The existing Nandaimon (Great South Gate) was constructed at the end of the 12th century based on Daibutsuyō style, after the original gate was destroyed by a typhoon during the Heian period. The dancing figures of the Nio, the two 8.5-metre-tall (28 ft) guardians at the Nandaimon, were built at around the same time by Unkei, Kaikei and their workshop members. The Nio are an A-un pair known as Ungyo, which by tradition has a facial expression with a closed mouth, and Agyo, which has an open mouthed expression.[21] The two figures were closely evaluated and extensively restored by a team of art conservators between 1988 and 1993. Until then, these sculptures had never before been moved from the niches in which they were originally installed. This complex preservation project, costing $4.7 million, involved a restoration team of 15 experts from the National Treasure Repairing Institute in Kyoto.[22]

Dimensions of the Daibutsu

The temple gives the following dimensions for the statue:[23]

  • Height: 14.98 m (49 ft 2 in)
  • Face: 5.33 m (17 ft 6 in)
  • Eyes: 1.02 m (3 ft 4 in)
  • Nose: 0.5 m (1 ft 8 in)
  • Ears: 2.54 m (8 ft 4 in)

The statue's shoulders are 28 meters across and there are 960 six curls atop its head.[24] The Birushana Buddha's golden halo is 27 m (87 ft) in diameter with 16 images each 2.4 m (8 ft) tall.[25]

Recently, using x-rays, a human tooth, along with pearls, mirrors, swords, and jewels were discovered inside of the knee of the Great Buddha; these are believed to be the relics of Emperor Shomu.[26]

The statue weighs 500 tonnes (550 short tons).

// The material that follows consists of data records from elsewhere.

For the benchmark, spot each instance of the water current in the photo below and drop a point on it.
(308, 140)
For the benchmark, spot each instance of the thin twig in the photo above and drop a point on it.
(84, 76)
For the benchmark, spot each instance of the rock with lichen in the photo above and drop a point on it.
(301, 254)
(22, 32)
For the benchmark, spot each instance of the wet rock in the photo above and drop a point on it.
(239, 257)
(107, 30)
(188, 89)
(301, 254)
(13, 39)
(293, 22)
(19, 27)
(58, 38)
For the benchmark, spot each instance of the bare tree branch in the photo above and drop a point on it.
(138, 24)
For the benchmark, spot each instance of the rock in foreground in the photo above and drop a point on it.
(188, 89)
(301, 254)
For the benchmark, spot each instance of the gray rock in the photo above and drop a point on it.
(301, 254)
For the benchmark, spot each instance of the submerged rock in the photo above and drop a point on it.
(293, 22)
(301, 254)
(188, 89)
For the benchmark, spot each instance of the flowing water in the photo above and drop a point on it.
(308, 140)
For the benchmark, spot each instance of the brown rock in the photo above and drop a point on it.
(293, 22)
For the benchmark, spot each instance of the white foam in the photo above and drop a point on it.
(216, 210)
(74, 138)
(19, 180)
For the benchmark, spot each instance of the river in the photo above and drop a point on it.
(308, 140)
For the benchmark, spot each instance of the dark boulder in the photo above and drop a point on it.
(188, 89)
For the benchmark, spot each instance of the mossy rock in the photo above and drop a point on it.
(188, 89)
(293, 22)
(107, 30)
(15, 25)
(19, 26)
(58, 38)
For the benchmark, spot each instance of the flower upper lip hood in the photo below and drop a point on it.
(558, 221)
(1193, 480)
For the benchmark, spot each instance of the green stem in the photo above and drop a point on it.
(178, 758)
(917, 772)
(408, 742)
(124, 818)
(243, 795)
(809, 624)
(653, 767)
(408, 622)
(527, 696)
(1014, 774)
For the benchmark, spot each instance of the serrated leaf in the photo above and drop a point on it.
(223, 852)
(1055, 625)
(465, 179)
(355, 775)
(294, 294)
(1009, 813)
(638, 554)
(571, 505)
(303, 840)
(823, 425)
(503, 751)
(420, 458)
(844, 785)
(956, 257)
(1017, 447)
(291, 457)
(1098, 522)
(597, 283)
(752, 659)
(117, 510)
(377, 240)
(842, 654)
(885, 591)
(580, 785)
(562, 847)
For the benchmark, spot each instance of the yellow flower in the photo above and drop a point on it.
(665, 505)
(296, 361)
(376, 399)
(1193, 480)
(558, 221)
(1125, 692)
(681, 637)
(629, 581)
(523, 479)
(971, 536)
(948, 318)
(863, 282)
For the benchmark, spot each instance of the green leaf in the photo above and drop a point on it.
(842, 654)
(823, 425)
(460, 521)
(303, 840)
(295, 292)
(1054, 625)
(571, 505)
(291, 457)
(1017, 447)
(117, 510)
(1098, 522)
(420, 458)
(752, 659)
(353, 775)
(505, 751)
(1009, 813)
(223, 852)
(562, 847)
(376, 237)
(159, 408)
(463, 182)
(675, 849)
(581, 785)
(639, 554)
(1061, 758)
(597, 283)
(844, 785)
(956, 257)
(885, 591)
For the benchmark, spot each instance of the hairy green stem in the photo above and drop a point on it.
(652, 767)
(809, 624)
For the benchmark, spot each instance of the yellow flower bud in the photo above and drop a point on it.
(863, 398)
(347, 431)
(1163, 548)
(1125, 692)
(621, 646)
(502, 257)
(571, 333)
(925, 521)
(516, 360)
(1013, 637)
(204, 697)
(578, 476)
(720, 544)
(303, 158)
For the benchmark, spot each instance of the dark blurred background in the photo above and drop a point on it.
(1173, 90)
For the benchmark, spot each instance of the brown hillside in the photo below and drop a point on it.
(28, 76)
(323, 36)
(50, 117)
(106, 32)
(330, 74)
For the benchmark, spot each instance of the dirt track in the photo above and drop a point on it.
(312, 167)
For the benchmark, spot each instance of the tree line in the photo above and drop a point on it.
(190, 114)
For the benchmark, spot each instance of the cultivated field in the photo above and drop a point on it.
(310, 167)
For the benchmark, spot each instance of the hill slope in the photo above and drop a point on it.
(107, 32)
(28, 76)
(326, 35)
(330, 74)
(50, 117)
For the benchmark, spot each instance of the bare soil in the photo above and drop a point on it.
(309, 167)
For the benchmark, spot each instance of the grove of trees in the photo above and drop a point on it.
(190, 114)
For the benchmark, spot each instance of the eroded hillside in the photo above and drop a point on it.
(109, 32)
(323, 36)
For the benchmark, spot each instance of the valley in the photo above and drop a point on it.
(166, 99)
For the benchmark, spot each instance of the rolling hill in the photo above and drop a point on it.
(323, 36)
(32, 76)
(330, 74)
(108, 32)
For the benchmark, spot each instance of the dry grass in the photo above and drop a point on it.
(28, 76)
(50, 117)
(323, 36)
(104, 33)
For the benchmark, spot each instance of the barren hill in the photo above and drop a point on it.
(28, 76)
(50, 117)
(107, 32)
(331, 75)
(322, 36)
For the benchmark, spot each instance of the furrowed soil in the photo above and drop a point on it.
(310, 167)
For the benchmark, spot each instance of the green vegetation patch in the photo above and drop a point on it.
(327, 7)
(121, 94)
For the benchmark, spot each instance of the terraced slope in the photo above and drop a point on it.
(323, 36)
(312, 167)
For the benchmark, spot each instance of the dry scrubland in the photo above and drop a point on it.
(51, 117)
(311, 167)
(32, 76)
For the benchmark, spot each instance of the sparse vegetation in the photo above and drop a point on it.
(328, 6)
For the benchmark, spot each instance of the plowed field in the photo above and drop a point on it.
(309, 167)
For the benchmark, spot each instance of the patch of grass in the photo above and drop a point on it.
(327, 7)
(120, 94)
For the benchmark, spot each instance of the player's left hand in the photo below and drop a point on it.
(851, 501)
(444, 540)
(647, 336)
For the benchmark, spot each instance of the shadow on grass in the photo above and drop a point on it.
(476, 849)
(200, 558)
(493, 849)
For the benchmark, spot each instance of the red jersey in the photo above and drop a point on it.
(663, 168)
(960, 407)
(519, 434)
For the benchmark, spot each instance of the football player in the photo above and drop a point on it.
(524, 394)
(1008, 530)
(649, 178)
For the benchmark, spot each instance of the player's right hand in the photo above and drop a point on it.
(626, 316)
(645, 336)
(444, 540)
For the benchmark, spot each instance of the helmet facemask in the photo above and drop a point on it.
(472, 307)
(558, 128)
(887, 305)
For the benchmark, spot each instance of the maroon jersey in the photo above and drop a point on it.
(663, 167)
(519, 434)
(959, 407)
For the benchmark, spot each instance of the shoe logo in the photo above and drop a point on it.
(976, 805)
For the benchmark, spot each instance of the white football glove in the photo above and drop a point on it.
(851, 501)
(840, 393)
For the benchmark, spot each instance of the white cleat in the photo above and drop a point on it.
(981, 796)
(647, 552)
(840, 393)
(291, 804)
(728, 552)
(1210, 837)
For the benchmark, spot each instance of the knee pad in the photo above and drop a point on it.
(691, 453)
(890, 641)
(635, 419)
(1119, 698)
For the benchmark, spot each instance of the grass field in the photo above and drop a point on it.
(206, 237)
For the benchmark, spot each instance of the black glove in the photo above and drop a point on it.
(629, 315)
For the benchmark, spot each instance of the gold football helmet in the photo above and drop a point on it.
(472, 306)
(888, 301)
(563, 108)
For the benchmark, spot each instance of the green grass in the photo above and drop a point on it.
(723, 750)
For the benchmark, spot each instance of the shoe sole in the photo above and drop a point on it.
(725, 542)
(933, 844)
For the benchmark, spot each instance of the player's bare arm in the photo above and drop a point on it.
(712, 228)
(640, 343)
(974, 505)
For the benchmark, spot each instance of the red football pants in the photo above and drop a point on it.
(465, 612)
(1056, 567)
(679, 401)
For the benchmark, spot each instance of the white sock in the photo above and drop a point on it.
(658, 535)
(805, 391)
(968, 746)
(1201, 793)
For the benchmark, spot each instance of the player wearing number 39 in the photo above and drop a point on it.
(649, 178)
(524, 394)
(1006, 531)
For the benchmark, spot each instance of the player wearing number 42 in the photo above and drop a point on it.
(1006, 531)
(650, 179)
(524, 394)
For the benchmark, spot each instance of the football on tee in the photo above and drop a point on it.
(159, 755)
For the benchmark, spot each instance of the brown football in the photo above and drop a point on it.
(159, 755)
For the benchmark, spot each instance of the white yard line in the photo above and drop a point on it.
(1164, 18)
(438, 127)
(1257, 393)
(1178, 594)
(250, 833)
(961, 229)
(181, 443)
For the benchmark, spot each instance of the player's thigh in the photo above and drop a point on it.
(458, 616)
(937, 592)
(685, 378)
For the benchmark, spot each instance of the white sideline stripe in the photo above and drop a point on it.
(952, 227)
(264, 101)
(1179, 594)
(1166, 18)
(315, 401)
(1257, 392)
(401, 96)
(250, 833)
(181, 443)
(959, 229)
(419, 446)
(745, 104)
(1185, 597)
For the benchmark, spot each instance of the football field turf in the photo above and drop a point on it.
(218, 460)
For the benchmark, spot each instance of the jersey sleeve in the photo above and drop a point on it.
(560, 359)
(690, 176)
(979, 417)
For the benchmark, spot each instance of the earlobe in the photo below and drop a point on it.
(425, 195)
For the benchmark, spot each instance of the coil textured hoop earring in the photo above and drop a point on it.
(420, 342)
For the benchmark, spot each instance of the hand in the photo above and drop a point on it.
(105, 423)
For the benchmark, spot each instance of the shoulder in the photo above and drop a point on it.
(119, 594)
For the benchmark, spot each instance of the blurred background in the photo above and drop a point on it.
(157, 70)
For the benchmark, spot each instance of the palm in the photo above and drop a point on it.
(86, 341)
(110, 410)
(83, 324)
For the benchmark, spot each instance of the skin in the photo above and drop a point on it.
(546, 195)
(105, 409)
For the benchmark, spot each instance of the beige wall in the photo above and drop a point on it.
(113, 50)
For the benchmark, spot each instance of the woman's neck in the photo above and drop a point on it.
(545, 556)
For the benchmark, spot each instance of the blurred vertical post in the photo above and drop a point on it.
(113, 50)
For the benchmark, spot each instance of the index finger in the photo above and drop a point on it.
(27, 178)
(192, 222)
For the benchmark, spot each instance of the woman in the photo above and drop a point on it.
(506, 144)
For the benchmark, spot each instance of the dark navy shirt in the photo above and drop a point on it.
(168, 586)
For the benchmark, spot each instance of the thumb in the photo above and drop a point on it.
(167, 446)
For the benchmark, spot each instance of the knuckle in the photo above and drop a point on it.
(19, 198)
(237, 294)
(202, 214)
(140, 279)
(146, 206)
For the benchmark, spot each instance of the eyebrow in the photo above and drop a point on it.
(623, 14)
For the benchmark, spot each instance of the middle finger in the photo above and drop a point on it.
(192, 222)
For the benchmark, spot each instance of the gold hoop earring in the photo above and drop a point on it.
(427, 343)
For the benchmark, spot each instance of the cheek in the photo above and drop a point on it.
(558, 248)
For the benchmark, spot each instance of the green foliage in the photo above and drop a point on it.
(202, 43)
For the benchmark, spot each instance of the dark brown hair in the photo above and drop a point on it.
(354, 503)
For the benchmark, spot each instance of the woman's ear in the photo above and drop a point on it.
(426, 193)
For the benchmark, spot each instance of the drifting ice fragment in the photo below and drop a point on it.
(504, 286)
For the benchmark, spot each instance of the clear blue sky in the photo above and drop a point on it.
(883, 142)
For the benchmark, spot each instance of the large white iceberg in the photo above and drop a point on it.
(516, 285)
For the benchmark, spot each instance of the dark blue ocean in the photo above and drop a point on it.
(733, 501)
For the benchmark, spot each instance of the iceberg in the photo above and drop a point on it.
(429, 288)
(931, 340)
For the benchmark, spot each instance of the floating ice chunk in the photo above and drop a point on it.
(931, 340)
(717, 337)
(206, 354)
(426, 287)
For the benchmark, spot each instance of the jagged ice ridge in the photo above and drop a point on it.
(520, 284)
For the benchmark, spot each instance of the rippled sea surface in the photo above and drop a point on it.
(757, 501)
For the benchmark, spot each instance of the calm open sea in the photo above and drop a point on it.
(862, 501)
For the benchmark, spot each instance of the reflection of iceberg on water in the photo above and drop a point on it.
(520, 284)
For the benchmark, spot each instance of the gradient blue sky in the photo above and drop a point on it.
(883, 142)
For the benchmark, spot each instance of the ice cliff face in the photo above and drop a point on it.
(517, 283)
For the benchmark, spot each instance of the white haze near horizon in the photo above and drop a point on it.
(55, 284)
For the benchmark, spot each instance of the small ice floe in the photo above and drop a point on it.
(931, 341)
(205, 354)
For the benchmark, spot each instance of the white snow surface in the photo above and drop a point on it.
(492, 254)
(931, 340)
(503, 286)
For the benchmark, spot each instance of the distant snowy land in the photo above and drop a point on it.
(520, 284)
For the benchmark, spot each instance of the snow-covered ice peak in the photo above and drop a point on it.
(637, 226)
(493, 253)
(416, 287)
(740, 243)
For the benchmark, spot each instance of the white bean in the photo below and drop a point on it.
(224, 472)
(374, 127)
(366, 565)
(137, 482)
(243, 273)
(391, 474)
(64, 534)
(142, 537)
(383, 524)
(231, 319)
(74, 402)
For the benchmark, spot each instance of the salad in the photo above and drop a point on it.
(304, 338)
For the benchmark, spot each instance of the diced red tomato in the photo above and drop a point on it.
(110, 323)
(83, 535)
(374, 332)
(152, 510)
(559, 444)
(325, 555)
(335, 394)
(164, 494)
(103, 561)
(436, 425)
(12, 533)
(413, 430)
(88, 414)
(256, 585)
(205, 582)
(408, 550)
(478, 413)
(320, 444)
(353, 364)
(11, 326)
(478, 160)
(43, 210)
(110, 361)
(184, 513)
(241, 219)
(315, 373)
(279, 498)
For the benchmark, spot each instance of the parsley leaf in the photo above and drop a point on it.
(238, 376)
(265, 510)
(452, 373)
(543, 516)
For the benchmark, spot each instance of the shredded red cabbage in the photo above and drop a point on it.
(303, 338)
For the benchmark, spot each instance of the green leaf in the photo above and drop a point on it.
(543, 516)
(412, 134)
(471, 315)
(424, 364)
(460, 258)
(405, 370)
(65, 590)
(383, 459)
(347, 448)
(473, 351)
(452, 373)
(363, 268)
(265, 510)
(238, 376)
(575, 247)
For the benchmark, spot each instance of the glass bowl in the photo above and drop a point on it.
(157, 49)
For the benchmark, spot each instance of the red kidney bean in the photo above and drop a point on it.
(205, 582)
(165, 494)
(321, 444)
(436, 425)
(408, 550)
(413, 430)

Temple precincts and gardens

South Gate utilized in Isuien Garden.

Various buildings of the Tōdai-ji have been incorporated within the overall aesthetic intention of the gardens' design. Adjacent villas are today considered part of Tōdai-ji.

Some of these structures are now open to the public. The time spent visiting one or more of these less well-known buildings can only enhance an appreciation of the temple complex itself.

Over the centuries, the buildings and gardens have evolved together as to become an integral part of a unique, organic and living temple community.

The Tōdai-ji Culture Center opened on October 10, 2011, comprising a museum to exhibit the many sculptures and other treasures enshrined in the various temple halls, along with a library and research centre, storage facility, and auditorium.[27][28][29]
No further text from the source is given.